A pesar de ello, y a falta de haber visto toda su filmografía –en el momento de escribir estas líneas, desconozco su oscura ópera prima The Reversal of Richard Sun (1970), y sus últimos trabajos tras las cámaras para televisión–, El viento y el león no solo me parece su mejor película, sino probablemente una de las últimas obras maestras legadas por el cine norteamericano de los setenta y un film que, en cierto sentido, certifica el final de la etapa “clásica” del cine de aventuras de Hollywood. Concebida como la primera entrega de una proyectada trilogía sobre el presidente Theodore Roosevelt, personaje sobre el cual Milius volvería a reincidir en su serie de televisión Rough Riders (1997), centrada en las hazañas bélicas de Roosevelt en la guerra de Cuba (una etapa que, en principio, también es la que pretende evocar Martin Scorsese en su largo tiempo anunciado proyecto The Rise of Theodore Roosevelt), El viento y el león es, entre otras muchas cosas, una de las películas en las que Milius ha incidido más y mejor en una de sus temáticas favoritas: el contraste entre civilización y barbarie. En este sentido, resulta muy claro para cualquiera que vea el film que, para Milius, el personaje de Muley Ahmed Mohamed el-Raisuli el Magnífico, y todo lo que representa su modo de vida, le resultan infinitamente preferibles al estilo de existencia supuestamente civilizado, en realidad brutal, despiadado y sin alma, representado por los personajes occidentales.

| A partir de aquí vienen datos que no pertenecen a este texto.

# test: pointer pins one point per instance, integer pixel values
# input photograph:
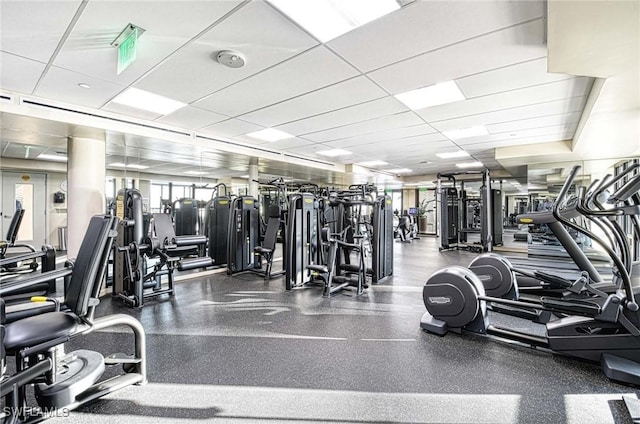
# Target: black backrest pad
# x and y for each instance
(270, 236)
(163, 227)
(87, 266)
(14, 226)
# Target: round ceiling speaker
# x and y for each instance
(231, 59)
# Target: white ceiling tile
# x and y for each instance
(387, 136)
(526, 124)
(564, 89)
(290, 143)
(495, 50)
(566, 129)
(19, 74)
(545, 138)
(45, 22)
(258, 32)
(557, 107)
(62, 85)
(306, 72)
(230, 128)
(344, 94)
(348, 115)
(131, 111)
(427, 25)
(167, 24)
(511, 77)
(400, 120)
(192, 118)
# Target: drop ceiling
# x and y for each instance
(338, 94)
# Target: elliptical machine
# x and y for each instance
(603, 329)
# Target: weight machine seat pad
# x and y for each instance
(262, 250)
(38, 329)
(201, 262)
(181, 241)
(322, 269)
(24, 310)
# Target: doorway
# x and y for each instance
(25, 191)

La astucia de Milius reside en que este discurso sobre la (falsa) superioridad de la civilización puesta en contraste con la (supuesta) inferioridad de la barbarie está expuesto a través del proceso de reconocimiento que llevarán a cabo los personajes –y, con ellos, el espectador– de Eden Pedecaris y sus dos hijos, William (Simon Harrison) y Jennifer (Polly Gottesmann). Al principio –en una secuencia de una apabullante brillantez–, los bereberes de el-Raisuli irrumpen salvajemente en la vivienda de Eden Pedecaris en Tánger, asesinando a sus criados y secuestrándola junto a sus hijos; por si las cosas no pintaran lo suficientemente mal, Eden tiene la ocurrencia de reírse de el-Raisuli cuando es desmontado por un caballo encabritado, lo cual provoca que el jefe bereber la abofetee, advirtiéndole: “Soy el-Raisuli. No vuelva a reírse de mí”. Lo que sigue a continuación no parece nada halagüeño ni para Eden ni para sus hijos: los bereber intentan espiar el cuerpo de Eden mientras se cambia de ropa; el-Raisuli ejecuta con sus propias manos a dos de los cuatro hombres que se han atrevido a beber agua de su pozo sin haberse acordado de él en sus oraciones, cortándoles la cabeza con una enorme espada (cuando Eden le reprocha su barbarie, el-Raisuli contesta con una lógica implacable que: “un bárbaro los habría decapitado a los cuatro”); la lengua de un traidor es servida a el-Raisuli en una bandeja de plata, para horror de Eden y excitada curiosidad infantil de William y Jennifer.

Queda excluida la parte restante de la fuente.